Bu kısa hatırlatmayı yapmış olalım.

Fransız düşünür Andre Gorz'un, “tekno-seçkinler” dediği küçük azınlığın “yarın” tasavvurunda küreselleşmenin atıkları olan paryalar, fakirler için bir yer gözükmüyor. Paraya tapmanın kötücül karakteri insani değerleri umursamamayı zorunlu kılar!

Teknolojik ve endüstriyel ilerlemede tavan yapmak, insanî ve ahlaki değerlerde de tavan yapmak anlamına gelmiyor. Hatta tam tersine dibe vurmak kuvvetle muhtemel. Dünyayı kendi etraflarında döndürmek uğuruna gecesini gündüzüne katanlar için ahlakın, dinin, vicdanın, insanlık gibi değerlerin pek bir anlam ve önemi yok! Onlar, bütün bunları muğlaklaştırıp işlevsizleştirdikleri insan hakları ve özgürlük retoriğinin büyülü atmosferinde buharlaştırıverirler. Kendi çıkarları söz konusu olduğunda yeniden icat ederler; itiraz edenleri “küresel güvenlik” adına birer tehdit unsuruna dönüştürüverirler.     

Paul Valery’nin “işe yaramaz gücün yoksulluğu” dediği düşkünlük hâli bu olsa gerek. Stefan Zweig’ın “barbarlık çukuru” dediği zulmün karanlık kuyusuna yuvarlanmak bu olsa gerek!

Böyleleri için madde lebalep, mana tamtakır!

Günübirlik menfaatlere göre yön ve konum tayin edenler, ihtiraslarına mağlup olanlar için insani değerleri çiğnemek sıradan bir iş!  Zira onlar daima “merkez”, ötekiler ilelebet “çevre”dir. Oyunun kurallarını “merkez” belirler; keyfine göre kuralları eğer büker ve her an yan çizebilir. Çevre ise bu kurallara uymakla yükümlüdür, yan çizme hakkı yoktur. Çevre, oyunun dublörüdür; aktörlerin yerine tehlikeli ve riskli sahneleri oynamak ona düşer.

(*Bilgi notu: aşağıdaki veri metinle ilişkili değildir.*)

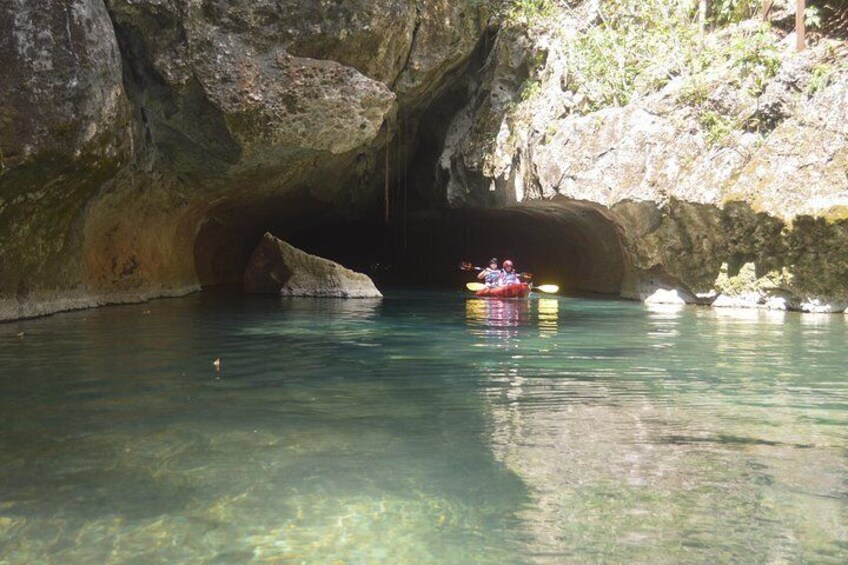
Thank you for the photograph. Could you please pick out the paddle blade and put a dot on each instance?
(549, 288)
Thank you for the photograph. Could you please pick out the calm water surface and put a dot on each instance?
(423, 428)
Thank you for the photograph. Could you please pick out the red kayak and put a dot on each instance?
(517, 290)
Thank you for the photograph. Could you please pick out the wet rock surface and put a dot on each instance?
(765, 185)
(144, 143)
(279, 268)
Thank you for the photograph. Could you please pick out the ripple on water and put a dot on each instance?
(423, 428)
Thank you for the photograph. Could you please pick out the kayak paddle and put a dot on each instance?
(466, 266)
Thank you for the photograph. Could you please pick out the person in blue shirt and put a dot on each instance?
(508, 274)
(491, 275)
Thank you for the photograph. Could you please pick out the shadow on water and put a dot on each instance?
(424, 427)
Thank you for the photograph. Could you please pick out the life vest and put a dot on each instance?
(509, 278)
(493, 278)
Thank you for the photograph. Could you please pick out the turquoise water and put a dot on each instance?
(423, 428)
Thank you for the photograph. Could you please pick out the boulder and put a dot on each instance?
(279, 268)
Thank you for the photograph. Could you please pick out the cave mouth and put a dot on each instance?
(570, 243)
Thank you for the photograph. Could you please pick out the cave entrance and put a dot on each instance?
(570, 243)
(573, 244)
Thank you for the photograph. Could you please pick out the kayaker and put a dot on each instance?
(508, 274)
(491, 275)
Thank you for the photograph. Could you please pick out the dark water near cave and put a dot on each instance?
(423, 428)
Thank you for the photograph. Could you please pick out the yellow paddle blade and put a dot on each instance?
(549, 288)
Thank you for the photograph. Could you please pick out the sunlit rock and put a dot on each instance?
(279, 268)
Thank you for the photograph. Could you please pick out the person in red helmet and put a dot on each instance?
(509, 275)
(491, 275)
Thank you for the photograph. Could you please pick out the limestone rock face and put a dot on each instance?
(279, 268)
(143, 142)
(766, 185)
(63, 134)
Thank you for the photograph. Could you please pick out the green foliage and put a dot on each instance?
(638, 47)
(530, 89)
(718, 127)
(821, 77)
(757, 58)
(723, 12)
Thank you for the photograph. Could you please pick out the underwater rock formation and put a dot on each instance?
(279, 268)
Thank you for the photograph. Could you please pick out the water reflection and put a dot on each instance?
(494, 317)
(368, 431)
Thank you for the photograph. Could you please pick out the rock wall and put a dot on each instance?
(139, 139)
(689, 194)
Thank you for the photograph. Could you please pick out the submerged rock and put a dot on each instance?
(279, 268)
(666, 297)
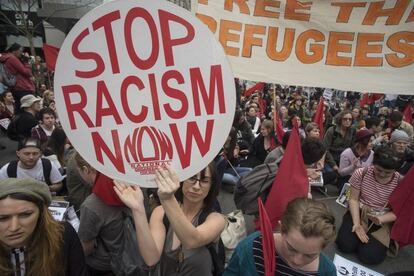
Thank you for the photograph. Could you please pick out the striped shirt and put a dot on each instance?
(282, 268)
(373, 193)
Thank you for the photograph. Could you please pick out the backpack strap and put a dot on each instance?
(47, 168)
(12, 169)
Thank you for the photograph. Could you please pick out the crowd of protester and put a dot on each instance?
(365, 141)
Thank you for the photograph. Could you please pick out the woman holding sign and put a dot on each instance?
(179, 230)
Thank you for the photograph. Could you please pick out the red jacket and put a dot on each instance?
(23, 72)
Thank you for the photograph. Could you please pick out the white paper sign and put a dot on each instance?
(348, 268)
(140, 84)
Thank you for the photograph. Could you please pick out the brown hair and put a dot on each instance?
(44, 251)
(312, 219)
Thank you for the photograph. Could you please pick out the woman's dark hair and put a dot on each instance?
(211, 197)
(3, 96)
(312, 150)
(386, 158)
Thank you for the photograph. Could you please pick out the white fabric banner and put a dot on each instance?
(348, 45)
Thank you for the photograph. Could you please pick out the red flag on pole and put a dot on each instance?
(268, 242)
(51, 54)
(278, 126)
(408, 114)
(290, 182)
(402, 202)
(254, 88)
(319, 117)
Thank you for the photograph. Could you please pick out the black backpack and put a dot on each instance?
(256, 183)
(46, 165)
(218, 254)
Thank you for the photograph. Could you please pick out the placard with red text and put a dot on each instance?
(142, 84)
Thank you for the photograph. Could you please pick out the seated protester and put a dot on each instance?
(252, 119)
(312, 130)
(29, 164)
(181, 228)
(307, 227)
(399, 142)
(338, 138)
(55, 148)
(396, 122)
(374, 125)
(278, 152)
(26, 120)
(46, 126)
(32, 241)
(366, 226)
(360, 155)
(262, 145)
(101, 228)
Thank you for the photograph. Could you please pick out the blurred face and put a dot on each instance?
(196, 188)
(28, 157)
(252, 112)
(264, 131)
(299, 251)
(381, 173)
(8, 98)
(48, 121)
(36, 106)
(347, 120)
(400, 146)
(315, 133)
(18, 220)
(355, 113)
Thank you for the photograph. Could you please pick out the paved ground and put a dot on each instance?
(404, 261)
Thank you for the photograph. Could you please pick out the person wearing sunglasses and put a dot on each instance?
(176, 238)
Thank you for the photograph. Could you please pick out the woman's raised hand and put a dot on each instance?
(167, 182)
(131, 195)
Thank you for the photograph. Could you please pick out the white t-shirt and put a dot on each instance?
(36, 172)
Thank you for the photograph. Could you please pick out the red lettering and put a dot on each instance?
(152, 59)
(168, 42)
(100, 66)
(216, 85)
(192, 132)
(156, 156)
(76, 107)
(140, 117)
(154, 97)
(100, 146)
(175, 94)
(102, 92)
(105, 22)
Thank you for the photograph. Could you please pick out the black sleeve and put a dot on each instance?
(74, 258)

Dublör ölebilir ama o hep diri ve ayakta kalır.

Dublörün başına gelen sıradan bir iş kazasıdır neticede…

Sonuç mu?

Sonuç ortada…

Savaş, terör, açlık, fakirlik, eşitsizlik ve sömürünün olmadığı bir dünyayı hayal etmek ve kurmak elbette mümkün olabilir. “Ben nasıl olsa 2095'i görmem, benden sonrası tufan!” demek kelimenin tam anlamıyla bencilliktir. İnsana, tabiata karşı Müslüman'ın tavrı bencillik ve nemelazımcılık olamaz!

İnsanlık yere düşerse, onu kaldırmak Müslüman'a düşer; giden gitmiş, yiten yitmiş diyemez. Kodları, sömürü üzerinden kazanca, istila üzerinden yok etmeye, değiştirme üzerinden yozlaştırmaya ayarlı olanlarla aynı safta olamaz.

Müslüman'a yaraşan, kimsesizlerin kimsesi olmaktır. İnsanı “küresel atık”, hayatını “ıskarta” gören kemirgen zihniyetle mücadele etmektir.

Allah adına yeryüzünde halife olmak pek çok manaya delalet ediyorsa biri de budur şüphesiz.